Pela emoção, teus olhos estarão brilhando. O Sandro te levará os
mariscos (moluscos) que colherá das pedra. Te levará também alguns
marimbás (peixes) que são abundantes. Já providenciei o velho
barreiro e limões para a caipirinha e a imprescindível cerveja
gelada. Tu não vens?
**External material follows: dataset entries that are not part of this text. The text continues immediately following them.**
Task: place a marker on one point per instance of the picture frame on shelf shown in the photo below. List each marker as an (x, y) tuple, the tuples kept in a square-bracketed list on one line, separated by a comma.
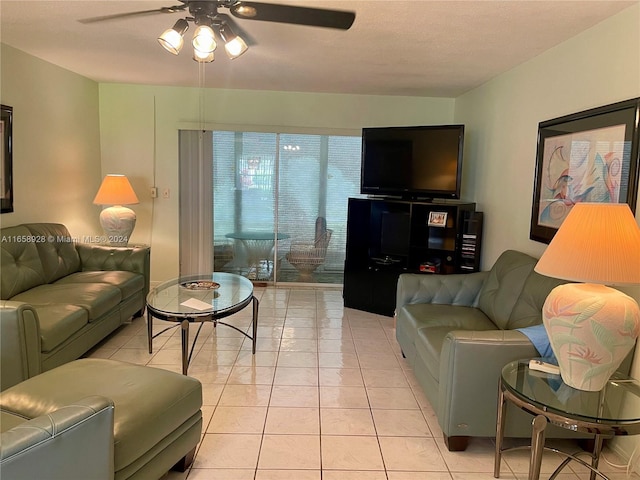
[(589, 156), (6, 159), (437, 219)]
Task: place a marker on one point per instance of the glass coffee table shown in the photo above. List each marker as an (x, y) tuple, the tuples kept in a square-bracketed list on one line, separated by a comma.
[(199, 299), (608, 412)]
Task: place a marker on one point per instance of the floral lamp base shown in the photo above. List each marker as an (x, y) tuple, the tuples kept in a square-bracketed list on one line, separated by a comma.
[(591, 329)]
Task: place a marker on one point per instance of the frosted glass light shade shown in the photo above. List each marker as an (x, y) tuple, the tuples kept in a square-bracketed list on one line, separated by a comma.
[(203, 39), (172, 39), (235, 47)]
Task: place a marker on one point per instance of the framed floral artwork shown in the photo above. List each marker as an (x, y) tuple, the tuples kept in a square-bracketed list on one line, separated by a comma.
[(589, 156)]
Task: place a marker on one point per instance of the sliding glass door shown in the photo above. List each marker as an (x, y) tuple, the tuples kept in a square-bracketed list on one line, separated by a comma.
[(280, 204)]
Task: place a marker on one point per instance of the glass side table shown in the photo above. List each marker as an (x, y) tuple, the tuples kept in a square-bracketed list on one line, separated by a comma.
[(611, 411)]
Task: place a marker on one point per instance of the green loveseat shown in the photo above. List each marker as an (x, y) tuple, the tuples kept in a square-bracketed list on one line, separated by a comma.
[(458, 331), (59, 298)]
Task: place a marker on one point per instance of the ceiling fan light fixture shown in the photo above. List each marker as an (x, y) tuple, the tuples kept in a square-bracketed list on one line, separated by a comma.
[(172, 39), (235, 48), (203, 57), (203, 39), (245, 11), (234, 44)]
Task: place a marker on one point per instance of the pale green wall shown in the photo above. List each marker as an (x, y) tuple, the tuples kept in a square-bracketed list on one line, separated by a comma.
[(598, 67), (127, 130), (56, 140)]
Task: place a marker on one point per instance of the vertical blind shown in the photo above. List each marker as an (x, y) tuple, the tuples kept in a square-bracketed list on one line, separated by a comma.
[(263, 181)]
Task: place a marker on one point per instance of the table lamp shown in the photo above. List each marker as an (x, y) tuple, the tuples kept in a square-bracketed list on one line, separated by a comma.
[(117, 221), (591, 326)]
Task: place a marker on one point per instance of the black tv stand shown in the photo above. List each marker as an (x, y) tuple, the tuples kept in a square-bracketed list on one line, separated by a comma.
[(387, 237)]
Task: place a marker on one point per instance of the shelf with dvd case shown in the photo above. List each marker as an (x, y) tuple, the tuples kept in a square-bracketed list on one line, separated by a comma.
[(387, 237)]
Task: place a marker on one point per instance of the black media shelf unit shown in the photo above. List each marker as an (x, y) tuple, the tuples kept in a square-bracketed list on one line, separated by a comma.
[(388, 237)]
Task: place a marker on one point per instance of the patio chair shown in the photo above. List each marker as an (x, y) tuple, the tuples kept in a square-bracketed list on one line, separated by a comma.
[(307, 256)]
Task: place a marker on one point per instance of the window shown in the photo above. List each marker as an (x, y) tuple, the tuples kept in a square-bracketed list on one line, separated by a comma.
[(265, 183)]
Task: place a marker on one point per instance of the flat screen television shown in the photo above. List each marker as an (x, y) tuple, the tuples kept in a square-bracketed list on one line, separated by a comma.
[(412, 162)]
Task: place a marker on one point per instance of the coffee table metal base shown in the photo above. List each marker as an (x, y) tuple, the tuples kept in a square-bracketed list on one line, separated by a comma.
[(185, 322)]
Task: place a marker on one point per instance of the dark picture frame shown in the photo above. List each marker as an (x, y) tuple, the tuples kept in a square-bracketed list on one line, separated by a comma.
[(589, 156), (6, 159)]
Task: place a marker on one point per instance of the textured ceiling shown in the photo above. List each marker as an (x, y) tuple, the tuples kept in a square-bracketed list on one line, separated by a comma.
[(415, 48)]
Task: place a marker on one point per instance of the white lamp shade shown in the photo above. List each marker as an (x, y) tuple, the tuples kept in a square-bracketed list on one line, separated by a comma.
[(115, 190), (596, 243), (592, 327), (117, 221)]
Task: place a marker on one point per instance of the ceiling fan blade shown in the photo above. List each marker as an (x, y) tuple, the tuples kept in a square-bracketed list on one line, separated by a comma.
[(315, 17), (117, 16), (237, 29)]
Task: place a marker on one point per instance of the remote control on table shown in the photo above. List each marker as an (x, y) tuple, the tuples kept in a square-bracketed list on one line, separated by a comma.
[(541, 366)]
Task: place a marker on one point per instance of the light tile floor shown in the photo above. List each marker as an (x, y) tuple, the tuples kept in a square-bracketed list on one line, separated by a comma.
[(327, 396)]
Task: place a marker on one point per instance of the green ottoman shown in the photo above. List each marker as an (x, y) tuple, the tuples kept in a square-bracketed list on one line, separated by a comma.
[(157, 417)]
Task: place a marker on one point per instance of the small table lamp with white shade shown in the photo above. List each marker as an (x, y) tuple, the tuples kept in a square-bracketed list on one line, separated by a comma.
[(592, 327), (117, 220)]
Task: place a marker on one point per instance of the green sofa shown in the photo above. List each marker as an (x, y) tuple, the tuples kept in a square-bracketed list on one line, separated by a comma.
[(458, 331), (59, 298), (99, 419)]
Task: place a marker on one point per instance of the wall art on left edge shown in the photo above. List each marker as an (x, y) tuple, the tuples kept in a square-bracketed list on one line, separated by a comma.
[(6, 159), (589, 156)]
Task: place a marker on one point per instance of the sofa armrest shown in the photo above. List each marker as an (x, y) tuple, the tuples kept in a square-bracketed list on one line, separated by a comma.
[(75, 441), (458, 289), (20, 343), (468, 390), (102, 257)]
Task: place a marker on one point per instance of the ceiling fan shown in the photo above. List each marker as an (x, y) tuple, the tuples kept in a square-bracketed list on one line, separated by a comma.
[(205, 15)]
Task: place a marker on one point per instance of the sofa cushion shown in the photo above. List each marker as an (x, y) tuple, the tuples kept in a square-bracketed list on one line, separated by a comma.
[(129, 283), (433, 322), (528, 309), (8, 420), (150, 403), (503, 286), (96, 298), (58, 253), (19, 262), (420, 315), (59, 322)]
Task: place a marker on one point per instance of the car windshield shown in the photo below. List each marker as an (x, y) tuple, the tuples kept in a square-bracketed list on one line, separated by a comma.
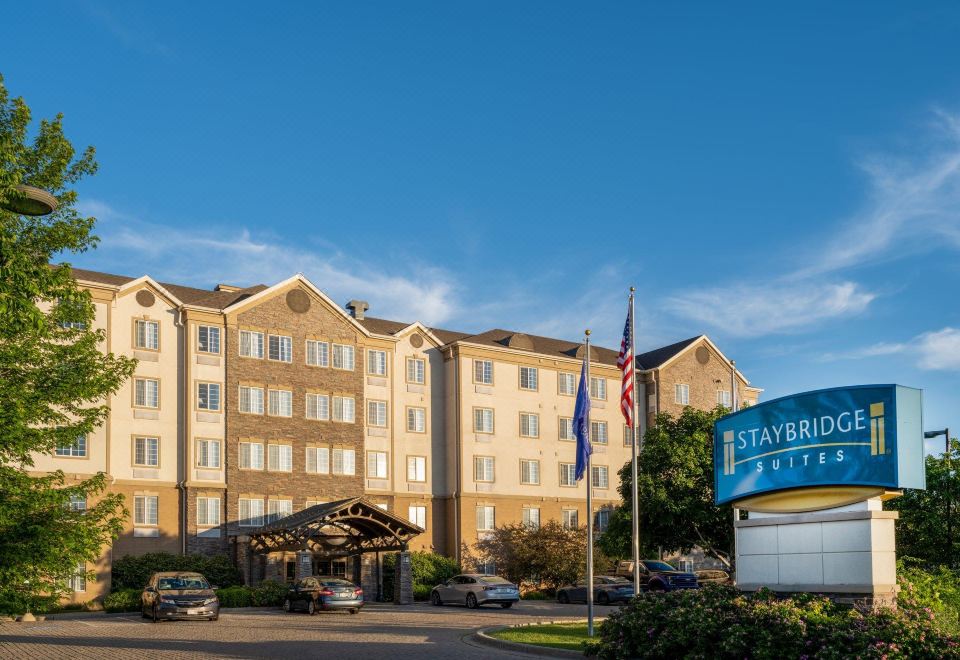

Mas a cabana está mobiliada
É
verdade que os momentos de magia do passado não poderão ser
recriados. Como diz o poeta, a vida não anda para traz, mas só para
frente. Estás na Colombia e já não nos falamos há décadas. A
Ilha também mudou. Já não saio há anos e dizem que as praias está
desaparecendo. Isto é, a areia está sumindo. Espero que a água
continue especial como sempre foi.
Lembras-te
daquela fita de K-7 em que me apresentaste o Karl Orff com a Carmina
Buruna? Agora estou apaixonado pelas músicas de Mahler. Poderíamos
ouvi-las juntos. Mas dizes que não vens. Penso... Sim, talvez, já
estejas morto, nos conhecemos há 40 anos. Mas na minha memória
continuas muito vivo. Um grande abraço!